Dr Leena Menghaney, who is Doctors Without Borders or Medecins Sans Frontieres (MSF) Access Campaign South Asia head, said the focus should be a ban on social gatherings, especially those taking place indoors, to ensure that the infection rate can be reduced.

“The issue of lockdowns is sensitive. It is a hard decision for any government to make. But having an arbitrary lockdown across the country does not really work because it juxtaposes a lot of economic hardship to a lot of people. That is what we saw a lot in India.

“And it would adversely affect those running stalls, surviving on daily wages, though at the same time, it would protect people against infection,” she said during a briefing on India’s Covid-19 crisis and patent waiver for vaccines last night.

Dr Leena Menghaney.

With the National Security Council (MKN) set to deliberate on a nationwide lockdown, amid the rapidly worsening Covid-19 crisis in the country, she said rather than calling for a lockdown, the focus should be on social occasions.

“We saw that in India. More must be done to cut down on activities such as weddings, religious activities and other social gatherings.

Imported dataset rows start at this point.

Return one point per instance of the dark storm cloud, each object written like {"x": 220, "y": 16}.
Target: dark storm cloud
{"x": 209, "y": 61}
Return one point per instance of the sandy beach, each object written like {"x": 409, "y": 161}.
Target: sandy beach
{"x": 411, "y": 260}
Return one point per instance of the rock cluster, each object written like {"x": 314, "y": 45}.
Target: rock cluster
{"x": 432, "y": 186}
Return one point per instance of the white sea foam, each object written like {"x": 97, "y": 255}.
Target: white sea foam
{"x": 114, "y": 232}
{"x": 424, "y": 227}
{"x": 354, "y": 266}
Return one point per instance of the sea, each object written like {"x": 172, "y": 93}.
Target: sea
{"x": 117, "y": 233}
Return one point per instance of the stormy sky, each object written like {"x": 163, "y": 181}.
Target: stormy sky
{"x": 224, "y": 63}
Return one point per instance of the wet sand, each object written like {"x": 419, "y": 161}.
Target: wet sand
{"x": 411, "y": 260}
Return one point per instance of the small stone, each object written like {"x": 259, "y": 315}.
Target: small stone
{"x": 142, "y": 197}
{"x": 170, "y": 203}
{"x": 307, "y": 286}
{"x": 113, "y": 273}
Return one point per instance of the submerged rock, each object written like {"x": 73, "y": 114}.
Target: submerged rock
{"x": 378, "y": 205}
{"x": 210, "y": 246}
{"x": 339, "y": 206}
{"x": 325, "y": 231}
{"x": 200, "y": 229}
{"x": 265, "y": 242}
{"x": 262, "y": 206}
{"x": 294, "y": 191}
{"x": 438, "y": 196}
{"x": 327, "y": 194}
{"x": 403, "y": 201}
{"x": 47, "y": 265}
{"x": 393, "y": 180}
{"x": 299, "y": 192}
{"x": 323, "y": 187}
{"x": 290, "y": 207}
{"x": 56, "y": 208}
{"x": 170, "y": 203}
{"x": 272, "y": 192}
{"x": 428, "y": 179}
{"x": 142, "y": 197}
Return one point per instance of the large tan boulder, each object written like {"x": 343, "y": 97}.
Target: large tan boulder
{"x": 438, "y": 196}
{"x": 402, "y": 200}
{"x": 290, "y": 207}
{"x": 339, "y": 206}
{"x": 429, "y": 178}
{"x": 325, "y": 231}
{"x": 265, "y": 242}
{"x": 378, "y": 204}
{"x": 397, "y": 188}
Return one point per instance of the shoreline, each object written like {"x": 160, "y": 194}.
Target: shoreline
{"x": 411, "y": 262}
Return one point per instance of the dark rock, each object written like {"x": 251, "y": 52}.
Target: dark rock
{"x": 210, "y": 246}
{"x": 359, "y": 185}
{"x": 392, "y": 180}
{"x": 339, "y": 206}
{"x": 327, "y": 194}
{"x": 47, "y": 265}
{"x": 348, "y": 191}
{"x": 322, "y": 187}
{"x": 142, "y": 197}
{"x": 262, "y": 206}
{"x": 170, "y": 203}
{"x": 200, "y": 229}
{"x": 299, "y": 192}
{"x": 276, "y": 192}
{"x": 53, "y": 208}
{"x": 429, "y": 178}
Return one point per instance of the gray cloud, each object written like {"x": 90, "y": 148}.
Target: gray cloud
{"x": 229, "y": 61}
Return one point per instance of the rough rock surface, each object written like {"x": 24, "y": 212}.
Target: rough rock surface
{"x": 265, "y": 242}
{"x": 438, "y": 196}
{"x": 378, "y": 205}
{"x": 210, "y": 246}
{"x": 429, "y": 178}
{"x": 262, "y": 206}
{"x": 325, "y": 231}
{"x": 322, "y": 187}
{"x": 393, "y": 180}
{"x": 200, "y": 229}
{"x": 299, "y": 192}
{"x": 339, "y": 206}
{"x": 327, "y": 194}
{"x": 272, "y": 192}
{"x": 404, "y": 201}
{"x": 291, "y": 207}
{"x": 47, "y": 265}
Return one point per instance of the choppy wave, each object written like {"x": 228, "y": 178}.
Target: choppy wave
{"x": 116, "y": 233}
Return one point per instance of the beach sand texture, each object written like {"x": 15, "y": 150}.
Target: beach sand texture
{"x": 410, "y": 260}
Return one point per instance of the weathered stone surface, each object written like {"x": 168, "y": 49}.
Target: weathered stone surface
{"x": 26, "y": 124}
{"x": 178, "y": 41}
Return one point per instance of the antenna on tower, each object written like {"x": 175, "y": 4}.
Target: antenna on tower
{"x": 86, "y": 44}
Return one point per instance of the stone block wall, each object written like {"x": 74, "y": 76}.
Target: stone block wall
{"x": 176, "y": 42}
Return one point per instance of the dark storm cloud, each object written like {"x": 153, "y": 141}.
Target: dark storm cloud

“We should stop the gatherings indoors and outdoors, strictly,” the public health expert said.

On another note, Leena urged the health authorities in Malaysia to invest in genomic sequencing to detect new strains of all sorts of viruses, besides Covid-19.

She said sequencing can help in the future treatment of antimicrobial resistance (AMR) and drug-resistant tuberculosis (D-RTB), which she called “the next big threat”, in the long run.

“Developing countries have often said sequencing is a luxury. But today, sequencing is the response you need to have. This way, you know how a strain of virus is mutating.

“This has been said for years, if not decades. If Malaysia was considering investing to improve its sequencing capacity, it would not only benefit Covid-19 research but also when you face AMR and D-RTB in the future. It would be the best investment you can make today.

“As a public health policymaker, I would not hesitate in allowing the health ministry to invest into capacity building for sequencing,” she said.